According to the CDC, up to 80% of Americans have an omega-3 nutrient gap and deficiency in the essential omega-3 fatty acid DHA. In addition, veganism in the United States has increased 6X since 2014.[i] Traditional fish-oil-derived omega-3 supplements lack clinically relevant levels of SPMs and are not a suitable option for a growing portion of the population following a vegan lifestyle.

In accordance with Vital Nutrients’ commitment to clean supplements, Ultra Pure® Vegan Omega SPM+ is free of gluten, dairy, soy, peanut, tree nut, fish and egg, and contains no artificial flavours, or colours, sweeteners, coatings or binders.
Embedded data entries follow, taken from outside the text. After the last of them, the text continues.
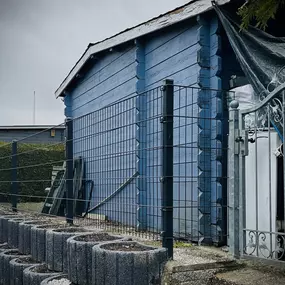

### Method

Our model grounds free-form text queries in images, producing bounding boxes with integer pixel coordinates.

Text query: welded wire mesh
[0,83,227,243]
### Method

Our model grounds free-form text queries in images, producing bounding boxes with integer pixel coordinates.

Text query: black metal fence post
[161,79,174,259]
[66,118,74,224]
[11,141,18,212]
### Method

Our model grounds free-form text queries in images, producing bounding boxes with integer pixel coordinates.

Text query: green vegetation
[238,0,285,30]
[0,142,65,202]
[173,241,193,248]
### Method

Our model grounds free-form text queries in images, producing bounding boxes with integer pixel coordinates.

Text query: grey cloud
[0,0,188,125]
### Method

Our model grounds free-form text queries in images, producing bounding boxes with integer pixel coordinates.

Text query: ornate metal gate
[228,83,285,262]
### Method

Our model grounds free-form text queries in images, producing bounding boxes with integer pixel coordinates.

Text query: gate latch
[235,130,248,156]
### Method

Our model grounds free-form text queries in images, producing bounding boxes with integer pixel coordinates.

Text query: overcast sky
[0,0,189,125]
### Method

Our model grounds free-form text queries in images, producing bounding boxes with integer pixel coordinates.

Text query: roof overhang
[55,0,231,98]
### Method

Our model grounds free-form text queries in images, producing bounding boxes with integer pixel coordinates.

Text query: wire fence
[0,81,227,255]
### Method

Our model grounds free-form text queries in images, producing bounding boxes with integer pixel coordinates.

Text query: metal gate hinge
[235,130,248,156]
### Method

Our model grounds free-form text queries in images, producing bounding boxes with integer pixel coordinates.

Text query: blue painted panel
[0,129,65,144]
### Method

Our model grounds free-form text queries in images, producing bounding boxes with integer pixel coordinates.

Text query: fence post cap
[230,100,239,109]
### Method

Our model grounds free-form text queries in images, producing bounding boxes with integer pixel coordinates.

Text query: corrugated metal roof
[0,125,65,131]
[55,0,231,97]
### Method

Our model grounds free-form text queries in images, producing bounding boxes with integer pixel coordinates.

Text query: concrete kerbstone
[0,213,19,243]
[92,241,167,285]
[23,264,60,285]
[18,219,55,254]
[7,217,31,248]
[10,256,41,285]
[41,274,70,285]
[31,223,64,262]
[0,249,23,285]
[46,227,89,273]
[67,232,127,285]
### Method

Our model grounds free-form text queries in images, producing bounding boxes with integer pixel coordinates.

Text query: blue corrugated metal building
[0,125,65,144]
[53,0,242,243]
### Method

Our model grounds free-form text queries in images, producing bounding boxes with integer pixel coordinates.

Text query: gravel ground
[48,278,72,285]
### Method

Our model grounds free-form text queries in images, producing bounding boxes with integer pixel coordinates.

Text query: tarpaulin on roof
[214,4,285,138]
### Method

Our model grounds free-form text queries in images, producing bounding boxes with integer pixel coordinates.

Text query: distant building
[0,125,65,144]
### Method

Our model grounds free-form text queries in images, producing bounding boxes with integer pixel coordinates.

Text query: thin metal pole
[11,141,18,212]
[268,106,273,253]
[66,118,73,224]
[33,91,36,125]
[282,91,285,230]
[254,112,259,256]
[228,100,239,258]
[161,79,174,259]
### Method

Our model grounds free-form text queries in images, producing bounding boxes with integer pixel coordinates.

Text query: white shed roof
[55,0,231,98]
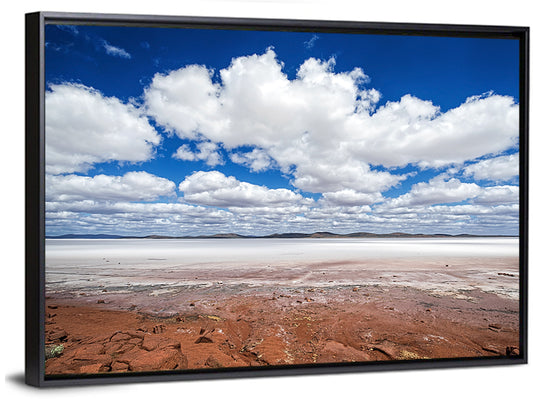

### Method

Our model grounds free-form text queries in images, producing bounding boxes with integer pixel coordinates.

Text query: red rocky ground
[45,286,519,375]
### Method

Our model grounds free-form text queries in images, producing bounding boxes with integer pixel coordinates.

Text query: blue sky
[45,25,519,235]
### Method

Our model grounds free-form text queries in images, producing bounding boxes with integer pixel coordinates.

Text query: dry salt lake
[45,237,519,312]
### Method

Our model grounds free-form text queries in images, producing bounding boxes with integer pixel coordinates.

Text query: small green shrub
[44,345,65,360]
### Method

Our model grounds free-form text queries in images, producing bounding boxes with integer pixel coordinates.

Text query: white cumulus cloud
[144,48,518,197]
[45,172,176,201]
[463,153,519,181]
[179,171,311,208]
[45,83,161,174]
[172,141,224,166]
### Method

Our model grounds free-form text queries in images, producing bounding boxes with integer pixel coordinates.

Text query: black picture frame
[25,12,529,387]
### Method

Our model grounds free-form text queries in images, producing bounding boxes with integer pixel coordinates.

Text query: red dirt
[45,286,519,375]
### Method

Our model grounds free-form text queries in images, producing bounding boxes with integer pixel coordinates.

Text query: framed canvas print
[26,12,529,386]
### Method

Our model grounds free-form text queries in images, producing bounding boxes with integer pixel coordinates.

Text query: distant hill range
[46,231,514,240]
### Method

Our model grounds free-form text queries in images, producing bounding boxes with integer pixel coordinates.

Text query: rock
[141,334,160,351]
[505,346,520,356]
[109,331,131,342]
[80,363,104,374]
[130,348,187,371]
[111,360,130,373]
[194,335,213,344]
[152,324,166,334]
[481,345,503,355]
[48,330,68,341]
[205,355,224,369]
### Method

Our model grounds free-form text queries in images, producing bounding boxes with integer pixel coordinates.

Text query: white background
[0,0,533,399]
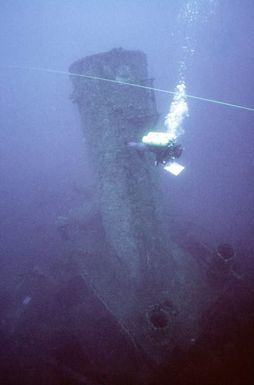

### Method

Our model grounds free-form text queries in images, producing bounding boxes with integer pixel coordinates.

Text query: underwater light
[164,162,184,176]
[142,131,171,147]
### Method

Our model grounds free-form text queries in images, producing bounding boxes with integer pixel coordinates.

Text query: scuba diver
[127,132,184,175]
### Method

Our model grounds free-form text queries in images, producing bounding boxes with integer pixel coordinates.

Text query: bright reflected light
[165,81,188,140]
[164,162,184,176]
[142,131,170,146]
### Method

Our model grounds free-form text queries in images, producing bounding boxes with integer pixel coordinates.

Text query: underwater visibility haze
[0,0,254,385]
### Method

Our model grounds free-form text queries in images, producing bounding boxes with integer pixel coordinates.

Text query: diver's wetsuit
[128,141,183,165]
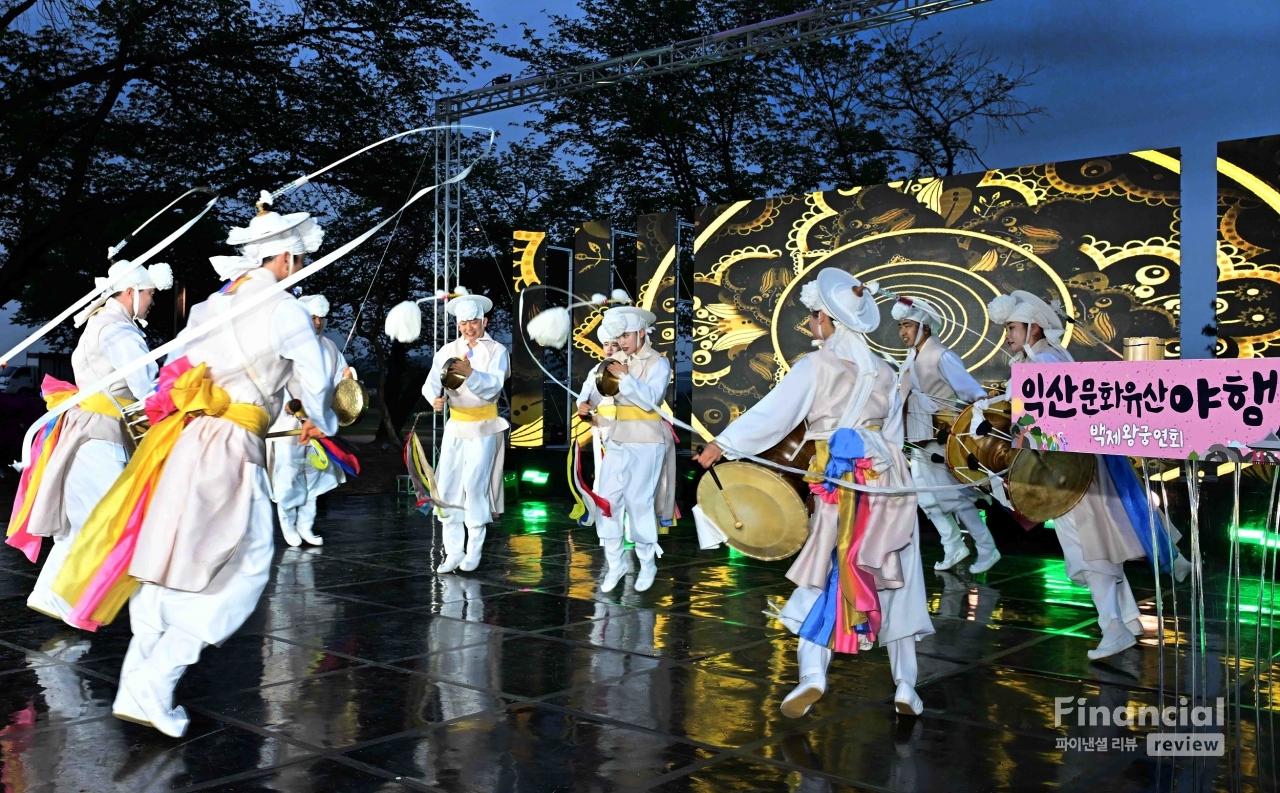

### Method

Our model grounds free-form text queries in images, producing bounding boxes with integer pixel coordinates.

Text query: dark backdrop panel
[509,232,547,448]
[636,212,694,448]
[692,150,1180,434]
[1213,136,1280,358]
The product is non-GMO and free of heavy metals, solvents and pesticides.

Each ingredient in the formula has been hand-selected to provide unique benefits, resulting in a balanced, well-rounded combination of scientifically validated ingredients including:

0.1% DHA/DPA-derived SPMs

Activation and support of healthy immune system responses*
SPMs specific to DHA and DPA offer more precise activation*
390 MG DHA

Supports healthy immune system responses and cardiovascular health maintenance*
Supports Central Nervous System function and healthy cognitive performance*
75 MG DPA[ii] [iii]

Structurally similar to DHA and EPA, the inclusion of DPA provides a full-spectrum omega profile
Provides enhanced support for healthy platelet activity, lipid metabolism and cardiovascular system health*
Can be retro-converted to DHA and EPA
1 MG ASTAXANTHIN

High antioxidant characteristics help protect the delicate omega-3 oils within each softgel
Ultra Pure® Vegan Omega SPM+ is the latest vegan-friendly innovation from Vital Nutrients. More than 70% of Vital Nutrients’ complete line of clean nutritional supplements is vegan-friendly, including new Vegan Pancreatic Enzymes, formulated to promote complete digestion across a broader pH range than animal enzymes.